What is Chaos engineering?
Chaos engineering is the discipline of experimenting on a software system in production in order to build confidence in the system's capability to withstand turbulent and unexpected conditions.
While Wikipedia describes Chaos engineering as discipline that happens in a production environment, this post demonstrates how to generate chaos in any environment desired.
What is Chaos in the IoT sphere?
Most examples online describe Chaos engineering in a cloud or on premise context while there is also another context: Internet of Things or just IoT.
Distributed IoT products are growing. There are more and more companies building hardware and software solutions using IoT fleets, deployed in the fields such as Greeneye or generally spread worldwide.
Same as with the cloud, it is important to test these IoT devices by making sure that even when things go out of control, everything will either survive a disaster or come back to normal state after an unexpected event(s).
Why simulating traffic?
Working with in IoTOps for sometime has taught me 3 things:
- It is possible to touch the “edge of technology”, meaning that you might do something which no one wrote about and Stackoverflow won’t be there to help you.
- Physical devices, located remotely, require a well designed deployment system.
- Connectivity is luxury - IoT devices most likely experience connectivity issues, and depending on the product, this might be either a slow internet access or no internet access.
Focusing on the 3rd point, this is an important topic to cover before focusing on the 2nd point. Even if the deployment is working in a development environment, it might no work the same in production. Therefore, it’s important to be able to control and simulate traffic behaviour in the lab.
Could Toxiproxy help?
I tried using this tool after reading about it on Timothy Agustian’s blog post about Simulating Customized Chaos in Golang using Toxiproxy. I followed a Github issue, explaining how to use Toxiproxy and I set this up on my Jetson device. But, I got stuck with a problem: TLS requests didn’t go through and I couldn’t control the network as I wanted.
It seems like someone has tried to add support for TLS mode but this was awhile ago and nothing happened since then.

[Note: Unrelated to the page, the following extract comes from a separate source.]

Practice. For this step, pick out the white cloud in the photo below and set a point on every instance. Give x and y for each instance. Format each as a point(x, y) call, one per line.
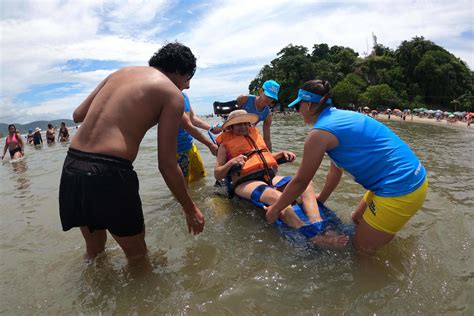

I had to come up with a different solution.
Burp Suite to the rescue
I decided to ditch the idea of running a proxy on the destination device i.e the Jetson and instead forward all of its requests to a host machine i.e my Macbook.
I already had Burp installed. I had to do two things before trying my idea:
- Install Burp’s certificates.
- Forward all k3s requests through my host machine.
Nick Frichette explains how to install Burp’s certificates on his Intercept Linux CLI Tool Traffic blog post:
- Open terminal
export http_proxy=http://<HOST MACHINE IP>:<PORT SET IN BURP>"
export https_proxy=http://<HOST MACHINE IP>:<PORT SET IN BURP>"
wget http://<HOST MACHINE IP>:<PORT SET IN BURP>/cert
openssl x509 -in cert -inform DER -out burp_suite.crt
sudo mv burp_suite.crt /usr/local/share/ca-certificates
Or follow Install Burp’s certificates.
Forwarding requests through k3s is simply done by adding an environment variable and restarting k3 service:
sudo vim /etc/systemd/system/k3s.service
Environment="http_proxy=http://<HOST MACHINE IP>:<PORT SET IN BURP>”
sudo service k3s restart
Now that everything is set, all there’s left to do is to run pods and checkout Burp’s Proxy → HTTP history.
Burp enables the option to Intercept HTTP traffic with Burp Proxy, which includes also the ability to modify requests and responses.
Local docker registry sniffing as example
This task required me to investigate a situation where containerd failed to pull docker images. One of the pods within the Jetson, is a local docker registry. The reason for that is caching: one device pulls from remote registry, all others pull from the local registry.
In order to reproduce this issue, I had to figure how to either drop the responses of the local docker registry requests or change their actual content.
Using burp this became easier to test:
And as a side note, in case you have secrets within your docker images, you should definitely rethink using the —secret option in docker buildx, otherwise secrets are completely exposed:
I wrote this post because I couldn’t find any best practice about controlling IoT device’s network and testing it in a chaotic environment.
IoT devices and IoTOps are in the rise. It seems like there’s a lot to learn about these topics, especially when it comes to testing, deploying and solving real world problems.
Using a man in the middle (MITM) to control the network and simulate different types of possible problems seems to be a good place to start.